## autograd
* When you finish your computation you can call .backward()
* The gradient for this tensor will be accumulated into .grad attribute
* **To stop a tensor from tracking history**, you can call .detach()
* To prevent tracking history and using memory, you can also wrap the code block in 
    * **with torch.no_grad():**
* The model may have trainable parameters with **requires_grad=True**, 
    * but for which we don't need the gradients. (勾配を必要としない場合がある）

## Function
* There's one more class which is very important for autograd implementation - 
* build up an acyclic graph (非同期グラフ)
    * has a **.grad_fn** attribute



* If you want to compute the derivatives, もし、微分を計算したいのであれば、
    * you can call .backward()

In [1]:
import torch

In [3]:
x = torch.ones(2,2, requires_grad = True)
print(x)

tensor([[1., 1.],
        [1., 1.]], requires_grad=True)


In [4]:
y = x + 2
print(y)

tensor([[3., 3.],
        [3., 3.]], grad_fn=<AddBackward0>)


In [5]:
print(y.grad_fn)

<AddBackward0 object at 0x0000028DDBDBC208>


In [6]:
z = y * y * 3
out = z.mean()
print(z,out)

tensor([[27., 27.],
        [27., 27.]], grad_fn=<MulBackward0>) tensor(27., grad_fn=<MeanBackward0>)

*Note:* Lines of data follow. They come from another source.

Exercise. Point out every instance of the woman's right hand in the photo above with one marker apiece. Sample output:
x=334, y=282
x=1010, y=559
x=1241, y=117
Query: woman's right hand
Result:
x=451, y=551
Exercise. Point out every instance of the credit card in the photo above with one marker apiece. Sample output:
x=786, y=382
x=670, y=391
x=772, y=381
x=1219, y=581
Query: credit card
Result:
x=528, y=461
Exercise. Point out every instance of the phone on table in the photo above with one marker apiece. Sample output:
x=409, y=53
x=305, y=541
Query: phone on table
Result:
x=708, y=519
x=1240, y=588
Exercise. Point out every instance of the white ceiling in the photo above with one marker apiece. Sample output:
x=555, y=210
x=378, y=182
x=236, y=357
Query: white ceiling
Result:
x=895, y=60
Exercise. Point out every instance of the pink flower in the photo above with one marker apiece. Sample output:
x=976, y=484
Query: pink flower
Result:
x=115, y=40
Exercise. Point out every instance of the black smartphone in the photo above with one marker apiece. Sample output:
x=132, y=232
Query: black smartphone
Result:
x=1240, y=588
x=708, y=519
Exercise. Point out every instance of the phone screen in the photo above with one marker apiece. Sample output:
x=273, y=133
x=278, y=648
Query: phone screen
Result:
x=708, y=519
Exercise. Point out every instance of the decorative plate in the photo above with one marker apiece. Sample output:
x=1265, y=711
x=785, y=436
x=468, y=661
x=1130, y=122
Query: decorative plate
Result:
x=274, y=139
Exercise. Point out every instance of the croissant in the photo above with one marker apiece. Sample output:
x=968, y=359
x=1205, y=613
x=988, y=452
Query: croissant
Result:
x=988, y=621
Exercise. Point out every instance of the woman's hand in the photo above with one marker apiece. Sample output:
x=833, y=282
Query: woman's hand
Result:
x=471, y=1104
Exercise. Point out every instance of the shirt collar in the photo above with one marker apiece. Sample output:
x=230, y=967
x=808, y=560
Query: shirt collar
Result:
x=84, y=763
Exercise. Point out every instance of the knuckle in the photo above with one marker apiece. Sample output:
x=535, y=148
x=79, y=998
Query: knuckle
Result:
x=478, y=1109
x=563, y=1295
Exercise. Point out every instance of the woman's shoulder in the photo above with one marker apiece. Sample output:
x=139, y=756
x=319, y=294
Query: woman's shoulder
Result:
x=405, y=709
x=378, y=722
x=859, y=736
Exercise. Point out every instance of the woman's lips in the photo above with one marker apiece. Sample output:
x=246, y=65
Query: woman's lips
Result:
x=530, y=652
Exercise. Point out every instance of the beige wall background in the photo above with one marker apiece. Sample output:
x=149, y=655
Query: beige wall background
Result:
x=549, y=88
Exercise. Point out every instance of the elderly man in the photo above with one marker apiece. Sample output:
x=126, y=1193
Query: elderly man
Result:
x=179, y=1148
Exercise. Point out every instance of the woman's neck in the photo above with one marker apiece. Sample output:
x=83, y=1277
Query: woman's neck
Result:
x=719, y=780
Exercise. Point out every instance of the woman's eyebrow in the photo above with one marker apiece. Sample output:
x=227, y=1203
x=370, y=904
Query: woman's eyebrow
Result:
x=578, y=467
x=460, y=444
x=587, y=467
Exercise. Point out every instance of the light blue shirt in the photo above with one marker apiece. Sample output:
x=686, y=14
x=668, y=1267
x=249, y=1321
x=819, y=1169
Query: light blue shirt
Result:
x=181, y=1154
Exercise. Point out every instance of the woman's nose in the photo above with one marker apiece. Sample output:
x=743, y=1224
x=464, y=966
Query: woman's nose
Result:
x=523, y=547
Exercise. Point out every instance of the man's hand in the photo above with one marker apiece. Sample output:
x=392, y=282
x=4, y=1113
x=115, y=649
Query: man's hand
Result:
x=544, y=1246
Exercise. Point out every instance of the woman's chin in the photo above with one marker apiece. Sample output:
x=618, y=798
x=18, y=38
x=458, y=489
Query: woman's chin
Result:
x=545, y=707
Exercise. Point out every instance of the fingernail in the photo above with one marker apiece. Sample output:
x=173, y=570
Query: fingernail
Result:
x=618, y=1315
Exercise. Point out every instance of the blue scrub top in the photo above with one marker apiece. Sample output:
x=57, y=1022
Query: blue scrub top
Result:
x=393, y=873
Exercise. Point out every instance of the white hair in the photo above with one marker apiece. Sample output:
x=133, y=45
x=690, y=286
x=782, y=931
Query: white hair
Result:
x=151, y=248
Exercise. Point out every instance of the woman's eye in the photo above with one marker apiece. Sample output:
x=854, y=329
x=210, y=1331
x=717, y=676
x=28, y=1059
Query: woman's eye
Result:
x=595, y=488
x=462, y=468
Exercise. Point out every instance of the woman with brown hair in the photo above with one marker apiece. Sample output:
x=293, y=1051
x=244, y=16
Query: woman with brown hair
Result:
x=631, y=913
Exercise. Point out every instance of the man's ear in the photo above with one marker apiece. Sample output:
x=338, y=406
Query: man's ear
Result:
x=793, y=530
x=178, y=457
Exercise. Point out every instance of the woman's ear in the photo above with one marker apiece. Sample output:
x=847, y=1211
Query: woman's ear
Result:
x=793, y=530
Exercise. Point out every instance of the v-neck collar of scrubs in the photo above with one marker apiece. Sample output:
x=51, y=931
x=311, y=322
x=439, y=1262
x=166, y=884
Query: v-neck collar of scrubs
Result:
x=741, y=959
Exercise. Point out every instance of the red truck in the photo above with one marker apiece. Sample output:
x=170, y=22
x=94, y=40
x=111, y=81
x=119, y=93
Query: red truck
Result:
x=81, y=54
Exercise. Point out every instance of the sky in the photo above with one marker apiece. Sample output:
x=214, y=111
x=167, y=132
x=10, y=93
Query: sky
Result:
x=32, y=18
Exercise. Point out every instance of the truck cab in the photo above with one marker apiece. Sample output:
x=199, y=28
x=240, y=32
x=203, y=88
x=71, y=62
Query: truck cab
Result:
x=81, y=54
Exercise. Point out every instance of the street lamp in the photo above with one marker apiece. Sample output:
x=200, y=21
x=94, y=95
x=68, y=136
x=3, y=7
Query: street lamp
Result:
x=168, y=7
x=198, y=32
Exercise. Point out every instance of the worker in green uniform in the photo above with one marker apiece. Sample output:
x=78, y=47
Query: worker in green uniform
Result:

* .requires_grad_(...) changes an existing Tensor's requires_grad flag in-place.
    * default False

In [7]:
a = torch.randn(2,2)
a = ((a*3)/(a-1))
print(a.requires_grad)
a.requires_grad_(True)
print(a.requires_grad)
b = (a*a).sum()
print(b.grad_fn)

False
True
<SumBackward0 object at 0x0000028DDBDBCE88>


* Because out contains a single scalar, out.backward() is equivalent to out.backward(torch.tensor(1.)).

In [8]:
out.backward()

In [9]:
print(x.grad)

tensor([[4.5000, 4.5000],
        [4.5000, 4.5000]])


* torch.autograd is an engine for computing vector-Jacobian product.
$$ v = (v1, v2, \cdot\cdot\cdot, v_{m})^T $$
* Now let’s take a look at an example of vector-Jacobian product:

In [10]:
x = torch.randn(3, requires_grad = True)

y = x * 2
while y.data.norm() < 1000:
    y = y * 2
print(y)

tensor([  662.8099,   530.6400, -1470.2668], grad_fn=<MulBackward0>)


* Now in this case y is no longer a scalar. torch.autograd could not compute the full Jacobian directly, but if we just want the vector-Jacobian product, simply pass the vector to backward as argument:

In [11]:
v = torch.tensor([0.1, 1.0, 0.0001], dtype=torch.float)
y.backward(v)
print(x.grad)

tensor([1.0240e+02, 1.0240e+03, 1.0240e-01])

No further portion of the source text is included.